Peseschkian behauptete, dass iranische Wissenschaftler von den USA ins Visier genommen würden, und hielt fest:
''Einige Leute versuchen, den Glauben des Volkes an die Revolution und die Führung zu untergraben. Aber mit der Unterstützung der Nation und der Hilfe Gottes werden wir diese Krisen überwinden. Wir suchen keinen Krieg. Die Feinde fürchten unsere Einheit und versuchen, Konflikte zu schüren. Diejenigen, die Anführer wie Ismail Haniyya ins Visier nehmen, fürchten unsere Solidarität.''
Der iranische Präsident Masud Peseschkian
ATTENTATE AUF IRANISCHE WISSENSCHAFTLER
Peseschkian behauptete zudem, dass iranische Wissenschaftler gezielt angegriffen würden. Der iranische Staatschef betonte, dass die Fortschritte des Landes in Wissenschaft und Technologie nicht aufgehalten werden könnten, und teilte die Ansicht, dass der Widerstand des Volkes das Land stärke.
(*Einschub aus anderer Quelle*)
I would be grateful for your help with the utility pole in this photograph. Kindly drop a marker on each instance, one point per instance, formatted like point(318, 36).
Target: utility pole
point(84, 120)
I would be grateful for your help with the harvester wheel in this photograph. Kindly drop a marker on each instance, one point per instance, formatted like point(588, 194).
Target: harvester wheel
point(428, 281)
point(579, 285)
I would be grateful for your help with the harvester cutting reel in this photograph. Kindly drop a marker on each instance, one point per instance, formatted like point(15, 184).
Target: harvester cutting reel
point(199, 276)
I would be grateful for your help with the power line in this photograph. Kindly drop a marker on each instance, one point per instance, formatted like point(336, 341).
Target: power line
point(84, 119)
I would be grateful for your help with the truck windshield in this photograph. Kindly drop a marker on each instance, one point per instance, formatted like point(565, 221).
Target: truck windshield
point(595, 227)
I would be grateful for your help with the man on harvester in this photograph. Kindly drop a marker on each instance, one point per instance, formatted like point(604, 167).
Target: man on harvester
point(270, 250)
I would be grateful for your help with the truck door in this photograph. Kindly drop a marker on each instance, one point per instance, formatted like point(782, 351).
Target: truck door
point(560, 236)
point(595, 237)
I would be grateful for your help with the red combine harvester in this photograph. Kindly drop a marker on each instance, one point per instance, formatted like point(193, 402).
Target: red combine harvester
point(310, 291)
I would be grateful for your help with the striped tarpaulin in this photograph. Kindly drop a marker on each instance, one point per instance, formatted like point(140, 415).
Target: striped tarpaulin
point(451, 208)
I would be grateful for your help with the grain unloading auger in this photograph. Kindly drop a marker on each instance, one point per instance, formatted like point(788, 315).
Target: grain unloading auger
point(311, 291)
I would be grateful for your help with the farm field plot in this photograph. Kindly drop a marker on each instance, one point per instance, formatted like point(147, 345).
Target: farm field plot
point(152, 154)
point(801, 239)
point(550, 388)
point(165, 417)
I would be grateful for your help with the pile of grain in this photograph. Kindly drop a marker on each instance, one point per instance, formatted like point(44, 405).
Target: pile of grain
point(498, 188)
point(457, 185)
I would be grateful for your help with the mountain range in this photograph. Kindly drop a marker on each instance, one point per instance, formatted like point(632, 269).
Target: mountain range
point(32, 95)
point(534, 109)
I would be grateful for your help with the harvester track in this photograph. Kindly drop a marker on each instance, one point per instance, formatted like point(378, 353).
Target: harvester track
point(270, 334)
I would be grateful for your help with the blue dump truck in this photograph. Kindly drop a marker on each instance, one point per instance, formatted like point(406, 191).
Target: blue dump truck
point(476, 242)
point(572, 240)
Peseschkian kritisierte die Attentate auf iranische Wissenschaftler und sagte:
'Die Feinde wollen keine freien und bewussten Menschen sehen. Sie versuchen, sie zu kaufen oder zu töten.'
Es war zu sehen, dass die Iraner, die an den Feierlichkeiten zum Jahrestag der Revolution teilnahmen, Parolen zugunsten des religiösen Führers des Landes, Ayatollah Ali Chamenei, und der Regierung skandierten. Peseschkian betonte, dass das Erscheinen des Volkes auf den Plätzen die Pläne der Feinde durchkreuzt habe, und unterstrich, dass 'das iranische Volk der Tyrannei die Stirn bietet und die Komplotte der Feinde scheitern werden'.